A CANUTE FOR THE AGE OF ANYWHERES
This substantial début play by Tallulah Brown hits an intriguing syncope with David Goodhart’s much-discussed definition of the UK tribes. Not left and right, not even just Brexit and Remain: “Anywheres” and “Somewheres”. The first are confident, mobile, probably graduates: their identity is rooted in their own achievements and portable abilities . The Somewheres, in contrast, draw their psychological strength and happiness from belonging to a community, a place, sometimes a trade (“I am a Durham miner. I am Yorkshire / Suffolk / East End” etc). Deracination or an overwhelming influx is a problem to them more than to Anywheres, who just float away and choose a home that suits. We all have elements of each, but there is a real clash.

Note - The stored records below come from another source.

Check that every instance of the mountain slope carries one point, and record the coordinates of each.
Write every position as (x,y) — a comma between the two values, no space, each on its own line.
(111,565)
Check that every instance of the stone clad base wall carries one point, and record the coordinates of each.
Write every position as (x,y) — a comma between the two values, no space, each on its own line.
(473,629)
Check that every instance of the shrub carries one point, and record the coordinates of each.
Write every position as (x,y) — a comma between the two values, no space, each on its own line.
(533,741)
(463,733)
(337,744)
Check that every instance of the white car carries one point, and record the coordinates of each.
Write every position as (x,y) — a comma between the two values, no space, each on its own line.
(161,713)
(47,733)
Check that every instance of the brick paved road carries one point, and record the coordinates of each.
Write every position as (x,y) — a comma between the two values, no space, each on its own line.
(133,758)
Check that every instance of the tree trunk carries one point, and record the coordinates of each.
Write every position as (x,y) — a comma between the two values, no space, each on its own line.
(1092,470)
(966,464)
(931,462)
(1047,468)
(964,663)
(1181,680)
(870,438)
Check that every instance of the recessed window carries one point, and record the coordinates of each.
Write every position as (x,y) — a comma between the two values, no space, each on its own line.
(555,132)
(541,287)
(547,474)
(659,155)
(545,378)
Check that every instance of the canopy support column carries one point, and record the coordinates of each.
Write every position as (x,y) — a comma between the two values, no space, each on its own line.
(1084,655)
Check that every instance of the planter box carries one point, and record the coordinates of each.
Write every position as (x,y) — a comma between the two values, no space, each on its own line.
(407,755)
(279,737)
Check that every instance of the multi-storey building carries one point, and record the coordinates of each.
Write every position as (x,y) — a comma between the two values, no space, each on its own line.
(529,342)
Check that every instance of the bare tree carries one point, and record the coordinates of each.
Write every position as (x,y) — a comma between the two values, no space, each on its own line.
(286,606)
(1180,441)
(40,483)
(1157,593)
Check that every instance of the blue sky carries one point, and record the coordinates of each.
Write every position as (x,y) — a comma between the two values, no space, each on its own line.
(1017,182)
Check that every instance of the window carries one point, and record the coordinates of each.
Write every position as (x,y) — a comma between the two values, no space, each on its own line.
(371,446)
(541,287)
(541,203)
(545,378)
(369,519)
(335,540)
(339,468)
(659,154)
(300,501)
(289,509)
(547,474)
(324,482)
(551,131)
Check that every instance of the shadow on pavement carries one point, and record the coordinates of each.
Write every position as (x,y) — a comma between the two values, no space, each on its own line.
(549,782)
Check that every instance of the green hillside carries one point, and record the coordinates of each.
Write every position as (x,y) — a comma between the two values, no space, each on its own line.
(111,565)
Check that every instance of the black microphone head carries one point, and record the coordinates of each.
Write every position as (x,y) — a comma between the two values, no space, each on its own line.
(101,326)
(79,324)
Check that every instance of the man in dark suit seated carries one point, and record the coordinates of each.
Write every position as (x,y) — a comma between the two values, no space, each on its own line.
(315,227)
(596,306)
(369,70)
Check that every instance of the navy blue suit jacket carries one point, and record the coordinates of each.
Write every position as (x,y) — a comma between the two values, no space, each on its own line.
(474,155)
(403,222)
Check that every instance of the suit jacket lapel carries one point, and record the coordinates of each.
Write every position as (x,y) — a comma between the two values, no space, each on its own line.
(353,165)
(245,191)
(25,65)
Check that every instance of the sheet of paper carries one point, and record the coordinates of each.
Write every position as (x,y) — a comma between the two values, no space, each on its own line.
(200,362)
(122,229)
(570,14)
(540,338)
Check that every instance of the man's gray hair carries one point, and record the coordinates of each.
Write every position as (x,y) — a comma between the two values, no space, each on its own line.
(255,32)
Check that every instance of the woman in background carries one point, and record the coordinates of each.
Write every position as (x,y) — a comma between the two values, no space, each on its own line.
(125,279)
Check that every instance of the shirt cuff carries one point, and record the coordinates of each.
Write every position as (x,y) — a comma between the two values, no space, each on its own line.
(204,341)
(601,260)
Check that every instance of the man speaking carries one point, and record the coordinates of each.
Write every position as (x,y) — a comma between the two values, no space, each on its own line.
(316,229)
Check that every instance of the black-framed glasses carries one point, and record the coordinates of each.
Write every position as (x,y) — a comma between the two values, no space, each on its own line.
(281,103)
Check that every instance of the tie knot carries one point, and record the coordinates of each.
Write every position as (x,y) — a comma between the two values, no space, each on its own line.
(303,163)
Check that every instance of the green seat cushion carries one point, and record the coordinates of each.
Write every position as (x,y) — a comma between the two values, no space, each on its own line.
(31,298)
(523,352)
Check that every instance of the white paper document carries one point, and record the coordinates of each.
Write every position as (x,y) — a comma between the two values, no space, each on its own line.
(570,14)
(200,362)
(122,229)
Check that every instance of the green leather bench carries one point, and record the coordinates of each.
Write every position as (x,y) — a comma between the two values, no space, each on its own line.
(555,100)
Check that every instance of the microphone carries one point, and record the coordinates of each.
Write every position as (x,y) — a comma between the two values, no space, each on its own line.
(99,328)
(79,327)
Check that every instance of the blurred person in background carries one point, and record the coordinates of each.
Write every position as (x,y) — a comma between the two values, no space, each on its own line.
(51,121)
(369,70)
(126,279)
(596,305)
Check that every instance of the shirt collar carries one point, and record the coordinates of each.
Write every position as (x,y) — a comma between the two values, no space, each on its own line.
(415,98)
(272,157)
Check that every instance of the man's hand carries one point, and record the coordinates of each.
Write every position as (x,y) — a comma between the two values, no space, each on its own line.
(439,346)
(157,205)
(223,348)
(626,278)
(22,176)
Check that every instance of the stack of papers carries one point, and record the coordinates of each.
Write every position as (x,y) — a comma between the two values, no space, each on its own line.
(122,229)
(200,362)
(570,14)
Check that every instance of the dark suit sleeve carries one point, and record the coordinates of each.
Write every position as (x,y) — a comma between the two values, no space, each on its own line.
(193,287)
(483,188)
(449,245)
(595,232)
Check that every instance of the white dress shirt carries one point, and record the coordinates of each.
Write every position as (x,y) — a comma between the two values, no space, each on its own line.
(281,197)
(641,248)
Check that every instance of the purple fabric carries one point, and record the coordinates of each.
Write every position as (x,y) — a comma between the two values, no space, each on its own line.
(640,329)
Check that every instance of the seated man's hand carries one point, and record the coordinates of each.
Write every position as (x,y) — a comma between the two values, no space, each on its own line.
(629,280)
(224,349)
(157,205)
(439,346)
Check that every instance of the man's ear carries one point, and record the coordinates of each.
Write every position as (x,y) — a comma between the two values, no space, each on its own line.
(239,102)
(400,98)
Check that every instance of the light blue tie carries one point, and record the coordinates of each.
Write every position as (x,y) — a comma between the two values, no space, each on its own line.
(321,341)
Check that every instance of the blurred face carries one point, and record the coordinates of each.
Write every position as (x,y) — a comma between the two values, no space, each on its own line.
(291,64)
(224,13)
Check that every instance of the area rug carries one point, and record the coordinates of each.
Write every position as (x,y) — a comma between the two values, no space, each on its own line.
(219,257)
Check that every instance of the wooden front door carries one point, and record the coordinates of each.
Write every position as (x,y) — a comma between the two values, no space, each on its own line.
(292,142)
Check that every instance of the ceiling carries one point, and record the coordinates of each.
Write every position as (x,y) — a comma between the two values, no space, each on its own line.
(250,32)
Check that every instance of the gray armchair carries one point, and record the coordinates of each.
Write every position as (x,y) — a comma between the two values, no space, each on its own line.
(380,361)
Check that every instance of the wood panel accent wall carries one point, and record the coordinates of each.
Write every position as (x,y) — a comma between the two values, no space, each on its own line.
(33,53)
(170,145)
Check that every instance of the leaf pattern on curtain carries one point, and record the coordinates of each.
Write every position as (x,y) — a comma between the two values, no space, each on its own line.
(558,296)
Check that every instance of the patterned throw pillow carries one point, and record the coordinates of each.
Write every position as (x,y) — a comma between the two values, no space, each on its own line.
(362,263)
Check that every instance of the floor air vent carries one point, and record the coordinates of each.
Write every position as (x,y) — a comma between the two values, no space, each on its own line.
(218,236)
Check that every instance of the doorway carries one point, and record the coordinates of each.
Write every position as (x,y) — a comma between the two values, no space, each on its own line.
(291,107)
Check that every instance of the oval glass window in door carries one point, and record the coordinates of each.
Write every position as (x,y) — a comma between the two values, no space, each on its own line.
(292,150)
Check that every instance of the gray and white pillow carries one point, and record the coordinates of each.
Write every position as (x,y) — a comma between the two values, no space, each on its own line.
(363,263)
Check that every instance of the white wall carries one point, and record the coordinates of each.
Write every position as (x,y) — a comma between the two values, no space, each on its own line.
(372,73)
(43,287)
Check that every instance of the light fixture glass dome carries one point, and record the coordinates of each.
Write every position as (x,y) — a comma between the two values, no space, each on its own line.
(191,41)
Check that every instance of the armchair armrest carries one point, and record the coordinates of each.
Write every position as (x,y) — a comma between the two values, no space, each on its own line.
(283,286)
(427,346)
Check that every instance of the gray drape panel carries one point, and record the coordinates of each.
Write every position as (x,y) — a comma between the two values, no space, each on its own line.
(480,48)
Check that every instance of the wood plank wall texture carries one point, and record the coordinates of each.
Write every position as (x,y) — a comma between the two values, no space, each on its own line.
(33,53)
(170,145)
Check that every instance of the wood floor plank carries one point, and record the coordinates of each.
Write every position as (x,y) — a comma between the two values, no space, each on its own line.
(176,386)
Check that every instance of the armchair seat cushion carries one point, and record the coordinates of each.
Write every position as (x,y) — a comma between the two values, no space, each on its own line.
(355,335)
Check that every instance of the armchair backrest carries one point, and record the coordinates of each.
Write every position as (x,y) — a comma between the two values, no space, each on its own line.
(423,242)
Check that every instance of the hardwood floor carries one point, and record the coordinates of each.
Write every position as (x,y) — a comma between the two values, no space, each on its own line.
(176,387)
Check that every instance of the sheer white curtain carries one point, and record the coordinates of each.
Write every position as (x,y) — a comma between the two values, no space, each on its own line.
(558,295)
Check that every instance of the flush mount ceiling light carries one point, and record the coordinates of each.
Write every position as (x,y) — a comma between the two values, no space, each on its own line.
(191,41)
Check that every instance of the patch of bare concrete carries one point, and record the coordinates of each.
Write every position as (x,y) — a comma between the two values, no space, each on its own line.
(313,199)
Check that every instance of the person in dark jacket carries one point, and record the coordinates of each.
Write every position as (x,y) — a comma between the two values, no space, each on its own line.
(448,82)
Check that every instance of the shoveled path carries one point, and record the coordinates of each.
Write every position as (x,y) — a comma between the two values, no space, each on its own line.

In this play, two girls on an East Coast shore are childhood friends. Now (in a rather overlong first half) they are school-leavers having all-night beach raves, necking absinthe and sniggering about sex in the manner of girls thee years younger: their territory a half-submerged WW2 pillbox on the shingle, on which they have scrawled memories of childhood and teens. Ruby’s mother is long gone, her piratical father Jim complicit in her drug-dealing. Exams and the outer world mean nothing to her, as her passion is for home , the beach and fun in the moment. Whereas Lucy is an embryonic Anywhere, off to “uni”. Her middle-class mother Pam (here’s an invisible commuter Dad) is exasperatedly helping Jim in his protest against the Environment Agency’s decision to let that bit of beach go, and his clifftop house with it.
A summers-end rave ends in a boy overdosing, eating pebbles and ending in a coma (this has happened: I too live along that coast). At the same time Jim’s protest fails. The second act shows the girls’ social estrangement and Ruby’s obsessive – and guilty – use of her earnings to organize truckloads of spoil and rubble, Canute-like, for a private battle with erosion. That has happened too, at one famous point along our Suffolk coast.
“Loving where you live with every bone in your body has got to count for something” cries Ruby, aggressively furious at the public meeting. There is some lovely writing here, romantic about the bleak North Sea and its phosphorescent or stormy moods. Jim – who may owe a bit to Rooster Byron in Jerusalem – punctuates scenes with Shallow Brown, Lowlands Away and other sea songs in a properly thrilling folk voice (Philippe Spall is immensely watchable, and nicely subtle in his later un-Rooster capitulation to reality). He is terrific, but the necessary engine of the play is the troubled, determined Ruby (Lucy Carless).
It is a professional debut, and taken a bit too fast and garbled at first in the naturalistic teenage chatter. The author would also have done her a favour by making her less obnoxious in her sexual bragging, contempt for her friend’s ambition and shrugging at the overdosed boy. But Carless certainly scores a startling theatrical first when she hurls a tampon from under her PVC kilt to go skinny-dipping, and there is real, solid tragic feeling in the second act as she labours with her barricade and her conscience.
As Lucy Georgia Kerry is a good contrast, torn between maturity and a desire to be as sexily cool as Ruby; Karen Brooks is Pam, every fed-up commuter wife, having a credible salty exasperated friendship with Jim. Who knows really, that you can’t ever stop the sea and that great sections of our coast will vanish without it being anyone’s fault (he haltingly brings up an old Devon case, Hallsands, caused by a shipyard development but geologically completely different). It is Ruby, the passionate damaged child, who can accept neither erosion nor adulthood. That’s what you leave remembering.